El obsceno pájaro de la noche.
Jerónimo no mató. Siguió viviendo
casi —casi— como antes. Era
uno de los hombres más envidiados del país. Envidiado porque
después del luto por su mujer, muy pocas personas recordaban la
existencia de Boy, su hijo que vivía en la Rinconada, un fundo
remoto donde Jerónimo nunca iba, ocupándose, sin embargo, de
rodearlo allí de todas las comodidades que un hijo suyo podía —y
debía— necesitar.
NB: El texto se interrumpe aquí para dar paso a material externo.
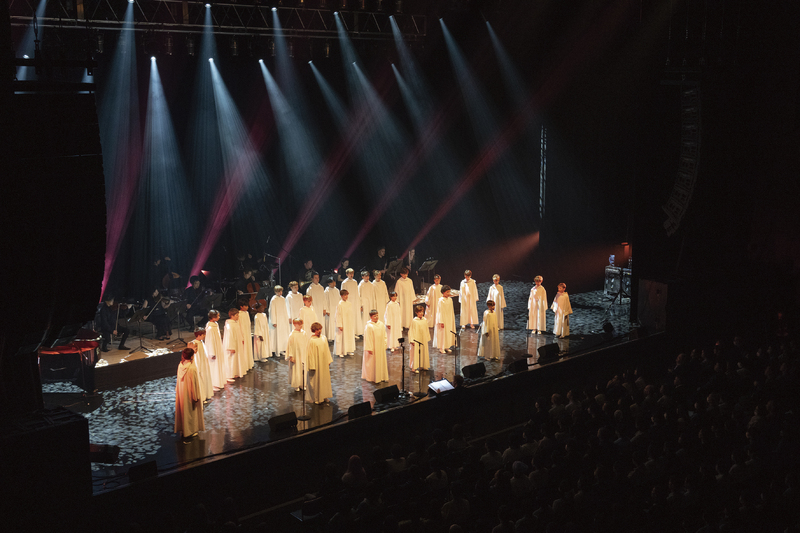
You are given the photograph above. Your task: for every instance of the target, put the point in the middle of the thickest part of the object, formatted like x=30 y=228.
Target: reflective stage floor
x=139 y=419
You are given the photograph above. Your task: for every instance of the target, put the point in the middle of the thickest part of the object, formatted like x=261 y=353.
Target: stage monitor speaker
x=143 y=471
x=358 y=410
x=548 y=353
x=283 y=422
x=520 y=365
x=387 y=394
x=478 y=370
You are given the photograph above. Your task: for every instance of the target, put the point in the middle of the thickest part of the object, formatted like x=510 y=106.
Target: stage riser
x=137 y=371
x=279 y=471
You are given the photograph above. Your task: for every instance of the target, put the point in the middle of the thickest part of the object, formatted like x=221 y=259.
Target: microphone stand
x=419 y=393
x=304 y=417
x=403 y=392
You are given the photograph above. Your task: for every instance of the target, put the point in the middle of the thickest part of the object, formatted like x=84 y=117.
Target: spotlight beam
x=593 y=41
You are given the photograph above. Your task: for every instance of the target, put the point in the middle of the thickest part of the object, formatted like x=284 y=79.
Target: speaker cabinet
x=478 y=370
x=358 y=410
x=548 y=353
x=520 y=365
x=387 y=394
x=283 y=422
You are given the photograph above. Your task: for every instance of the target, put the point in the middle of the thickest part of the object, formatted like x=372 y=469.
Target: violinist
x=107 y=321
x=195 y=297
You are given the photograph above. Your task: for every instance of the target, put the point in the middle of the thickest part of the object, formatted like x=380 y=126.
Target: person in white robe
x=443 y=335
x=351 y=286
x=317 y=293
x=366 y=295
x=432 y=300
x=217 y=359
x=188 y=398
x=537 y=307
x=262 y=348
x=419 y=336
x=468 y=298
x=296 y=355
x=497 y=295
x=381 y=292
x=393 y=321
x=319 y=372
x=294 y=302
x=233 y=345
x=246 y=328
x=405 y=297
x=489 y=343
x=374 y=364
x=345 y=341
x=562 y=308
x=279 y=322
x=201 y=362
x=332 y=299
x=307 y=314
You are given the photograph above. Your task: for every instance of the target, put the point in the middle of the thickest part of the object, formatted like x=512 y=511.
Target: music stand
x=137 y=317
x=393 y=267
x=427 y=267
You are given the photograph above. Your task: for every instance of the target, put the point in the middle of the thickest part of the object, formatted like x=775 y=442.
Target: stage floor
x=139 y=419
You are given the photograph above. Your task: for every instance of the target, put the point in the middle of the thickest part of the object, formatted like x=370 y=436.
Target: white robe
x=317 y=293
x=217 y=358
x=294 y=302
x=279 y=322
x=308 y=315
x=497 y=295
x=247 y=339
x=381 y=295
x=188 y=401
x=332 y=300
x=537 y=309
x=296 y=348
x=351 y=286
x=319 y=371
x=405 y=297
x=419 y=336
x=562 y=308
x=443 y=337
x=233 y=345
x=489 y=345
x=345 y=340
x=366 y=293
x=374 y=365
x=203 y=369
x=262 y=350
x=432 y=299
x=394 y=329
x=468 y=298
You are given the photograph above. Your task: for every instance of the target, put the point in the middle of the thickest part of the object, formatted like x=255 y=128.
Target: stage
x=139 y=418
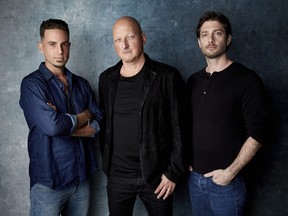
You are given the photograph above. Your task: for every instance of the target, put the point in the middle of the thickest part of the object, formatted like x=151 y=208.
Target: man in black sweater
x=228 y=119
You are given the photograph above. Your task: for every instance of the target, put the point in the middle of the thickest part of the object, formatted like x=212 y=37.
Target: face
x=128 y=40
x=55 y=47
x=213 y=40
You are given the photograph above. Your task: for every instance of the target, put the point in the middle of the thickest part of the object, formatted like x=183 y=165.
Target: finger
x=168 y=193
x=210 y=174
x=161 y=193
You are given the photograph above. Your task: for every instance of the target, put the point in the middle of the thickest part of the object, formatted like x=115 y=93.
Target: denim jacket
x=57 y=159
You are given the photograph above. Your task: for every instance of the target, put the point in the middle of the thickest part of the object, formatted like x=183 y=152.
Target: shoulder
x=244 y=73
x=195 y=75
x=35 y=77
x=110 y=71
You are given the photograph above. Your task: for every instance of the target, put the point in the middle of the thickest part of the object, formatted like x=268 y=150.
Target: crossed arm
x=83 y=128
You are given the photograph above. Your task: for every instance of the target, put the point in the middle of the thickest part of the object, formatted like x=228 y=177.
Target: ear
x=229 y=39
x=144 y=38
x=199 y=44
x=40 y=47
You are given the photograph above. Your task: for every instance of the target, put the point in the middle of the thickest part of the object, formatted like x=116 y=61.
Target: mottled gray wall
x=260 y=38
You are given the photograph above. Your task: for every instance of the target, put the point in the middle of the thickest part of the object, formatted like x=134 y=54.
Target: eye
x=130 y=37
x=117 y=40
x=52 y=44
x=204 y=35
x=66 y=44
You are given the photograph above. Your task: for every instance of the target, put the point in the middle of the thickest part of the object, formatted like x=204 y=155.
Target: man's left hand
x=165 y=188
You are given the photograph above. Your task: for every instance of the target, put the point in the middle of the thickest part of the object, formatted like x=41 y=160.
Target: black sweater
x=227 y=108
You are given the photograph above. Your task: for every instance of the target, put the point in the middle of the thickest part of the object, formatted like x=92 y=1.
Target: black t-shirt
x=126 y=126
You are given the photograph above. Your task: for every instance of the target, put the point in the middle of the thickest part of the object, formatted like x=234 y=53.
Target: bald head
x=128 y=21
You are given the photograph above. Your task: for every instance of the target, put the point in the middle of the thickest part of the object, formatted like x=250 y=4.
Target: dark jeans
x=73 y=201
x=122 y=194
x=210 y=199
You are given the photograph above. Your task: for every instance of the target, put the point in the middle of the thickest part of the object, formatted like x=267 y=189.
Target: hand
x=220 y=176
x=85 y=131
x=52 y=106
x=165 y=188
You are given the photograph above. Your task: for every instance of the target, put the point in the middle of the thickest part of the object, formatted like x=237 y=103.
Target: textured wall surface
x=260 y=35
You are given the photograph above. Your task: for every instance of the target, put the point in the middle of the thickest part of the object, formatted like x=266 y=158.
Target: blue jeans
x=210 y=199
x=122 y=194
x=73 y=201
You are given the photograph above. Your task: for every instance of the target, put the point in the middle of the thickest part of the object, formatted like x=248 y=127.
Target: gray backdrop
x=260 y=35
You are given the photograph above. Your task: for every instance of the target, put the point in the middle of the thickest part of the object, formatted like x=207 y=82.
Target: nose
x=59 y=48
x=211 y=38
x=125 y=44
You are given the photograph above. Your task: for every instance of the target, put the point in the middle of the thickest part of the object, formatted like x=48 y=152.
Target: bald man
x=143 y=133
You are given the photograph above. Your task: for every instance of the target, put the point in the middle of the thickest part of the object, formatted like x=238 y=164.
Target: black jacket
x=162 y=120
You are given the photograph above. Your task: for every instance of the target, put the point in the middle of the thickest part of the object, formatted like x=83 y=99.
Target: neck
x=130 y=69
x=217 y=64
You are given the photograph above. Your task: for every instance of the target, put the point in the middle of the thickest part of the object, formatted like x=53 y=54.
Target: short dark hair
x=214 y=16
x=53 y=24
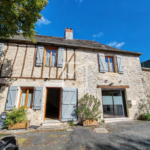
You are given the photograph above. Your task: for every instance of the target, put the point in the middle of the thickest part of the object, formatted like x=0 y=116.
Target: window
x=26 y=97
x=50 y=57
x=109 y=64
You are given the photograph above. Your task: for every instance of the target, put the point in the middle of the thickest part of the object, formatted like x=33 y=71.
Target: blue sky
x=123 y=24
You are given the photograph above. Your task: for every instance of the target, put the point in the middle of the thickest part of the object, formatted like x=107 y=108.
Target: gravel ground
x=133 y=135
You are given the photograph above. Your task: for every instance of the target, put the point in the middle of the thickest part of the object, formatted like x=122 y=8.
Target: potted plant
x=89 y=110
x=16 y=119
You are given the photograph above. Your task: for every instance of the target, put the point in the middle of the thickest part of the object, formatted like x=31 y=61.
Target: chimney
x=68 y=34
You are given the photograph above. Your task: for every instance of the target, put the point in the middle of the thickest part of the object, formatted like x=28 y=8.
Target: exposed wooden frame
x=113 y=87
x=56 y=64
x=59 y=101
x=66 y=66
x=60 y=104
x=74 y=63
x=14 y=60
x=67 y=62
x=42 y=65
x=27 y=94
x=24 y=61
x=3 y=60
x=45 y=105
x=109 y=62
x=34 y=61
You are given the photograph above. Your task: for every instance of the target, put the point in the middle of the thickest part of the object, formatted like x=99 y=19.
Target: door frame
x=123 y=100
x=59 y=101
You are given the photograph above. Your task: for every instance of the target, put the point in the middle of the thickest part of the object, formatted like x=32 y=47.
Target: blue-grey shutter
x=1 y=49
x=39 y=56
x=102 y=64
x=120 y=64
x=69 y=104
x=38 y=93
x=11 y=97
x=60 y=58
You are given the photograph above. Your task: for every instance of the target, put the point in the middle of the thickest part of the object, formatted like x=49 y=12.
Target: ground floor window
x=26 y=97
x=113 y=104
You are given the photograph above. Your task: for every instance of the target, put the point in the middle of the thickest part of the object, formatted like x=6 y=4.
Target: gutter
x=77 y=46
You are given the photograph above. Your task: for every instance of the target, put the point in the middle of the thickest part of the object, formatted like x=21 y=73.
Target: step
x=109 y=120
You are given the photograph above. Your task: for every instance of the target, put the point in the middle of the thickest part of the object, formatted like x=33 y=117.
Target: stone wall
x=87 y=78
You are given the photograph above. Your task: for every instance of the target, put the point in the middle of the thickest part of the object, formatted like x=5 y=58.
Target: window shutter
x=39 y=56
x=11 y=97
x=1 y=49
x=102 y=64
x=120 y=64
x=69 y=104
x=38 y=93
x=60 y=58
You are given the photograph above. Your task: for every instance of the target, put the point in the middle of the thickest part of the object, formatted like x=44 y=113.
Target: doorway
x=113 y=104
x=52 y=105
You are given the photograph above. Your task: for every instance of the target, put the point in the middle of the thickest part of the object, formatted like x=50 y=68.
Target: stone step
x=109 y=120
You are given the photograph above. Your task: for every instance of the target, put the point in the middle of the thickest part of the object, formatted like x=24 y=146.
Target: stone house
x=49 y=77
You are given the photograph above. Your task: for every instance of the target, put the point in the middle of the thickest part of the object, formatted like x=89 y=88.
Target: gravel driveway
x=133 y=135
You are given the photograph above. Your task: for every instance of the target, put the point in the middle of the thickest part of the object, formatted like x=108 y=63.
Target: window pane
x=30 y=96
x=23 y=97
x=111 y=64
x=47 y=57
x=53 y=58
x=107 y=67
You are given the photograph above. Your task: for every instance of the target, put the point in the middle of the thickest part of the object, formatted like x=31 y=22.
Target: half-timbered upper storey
x=51 y=75
x=54 y=57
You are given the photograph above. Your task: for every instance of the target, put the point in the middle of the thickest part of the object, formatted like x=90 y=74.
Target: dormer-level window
x=109 y=60
x=50 y=57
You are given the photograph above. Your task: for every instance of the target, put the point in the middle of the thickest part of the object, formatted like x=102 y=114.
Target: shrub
x=145 y=116
x=89 y=108
x=15 y=116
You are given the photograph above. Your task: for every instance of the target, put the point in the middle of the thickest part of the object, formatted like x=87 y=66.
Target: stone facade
x=146 y=80
x=87 y=77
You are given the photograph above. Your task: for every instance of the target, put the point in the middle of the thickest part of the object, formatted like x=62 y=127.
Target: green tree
x=20 y=16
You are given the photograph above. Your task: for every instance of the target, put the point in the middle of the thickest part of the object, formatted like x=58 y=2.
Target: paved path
x=133 y=135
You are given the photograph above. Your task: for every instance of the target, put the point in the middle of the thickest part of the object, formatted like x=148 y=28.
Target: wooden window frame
x=50 y=48
x=109 y=63
x=27 y=93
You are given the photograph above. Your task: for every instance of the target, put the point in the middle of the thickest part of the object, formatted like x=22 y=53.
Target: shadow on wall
x=5 y=69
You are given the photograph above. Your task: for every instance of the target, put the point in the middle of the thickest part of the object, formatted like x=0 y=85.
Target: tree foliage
x=20 y=16
x=89 y=108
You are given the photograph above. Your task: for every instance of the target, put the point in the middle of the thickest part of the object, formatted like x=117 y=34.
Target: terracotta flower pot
x=22 y=125
x=90 y=122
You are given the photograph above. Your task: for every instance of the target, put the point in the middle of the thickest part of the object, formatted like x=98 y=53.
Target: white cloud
x=100 y=34
x=43 y=21
x=116 y=44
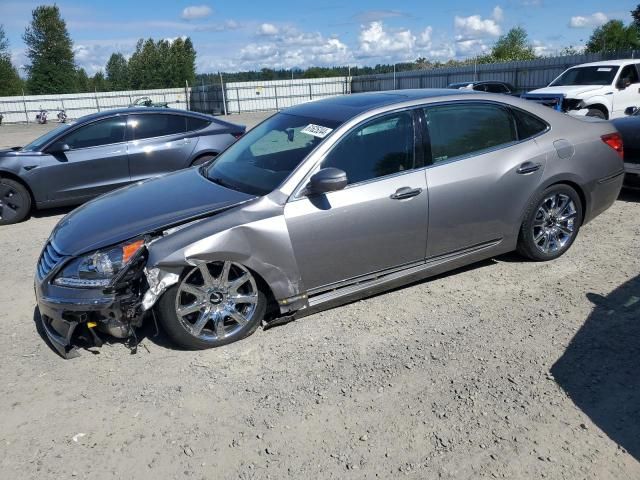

No es raro que el recuerdo de Boy se borrara de
la memoria de la gente. El tiempo, claro, fue un factor importante,
pero no el único decisivo. La gente olvidó a Boy porque resultaba
tanto más cómodo hacerlo. Acordarse de él hubiera ido reconocer
que un hombre tan dotado de armonía como Jerónimo, que representaba
con tanta altura lo mejor de todos ellos, puede contener la semilla
de lo monstruoso y entonces la convivencia amistosa con el senador
resultaría no sólo inquietante sino terrible. Al fin y al cabo
nadie salvo ese secretario había visto a Boy. ¿Quién tenía
pruebas de su existencia? Era más fácil pensar en la incongruencia
de que este paradigma de caballeros hubiera engendrado un hijo
deforme, y de ahí pasar a decirse que Boy, con seguridad, constituía
una de esas leyendas negras que por último es natural que la envidia
haga surgir alrededor de los personajes ilustres.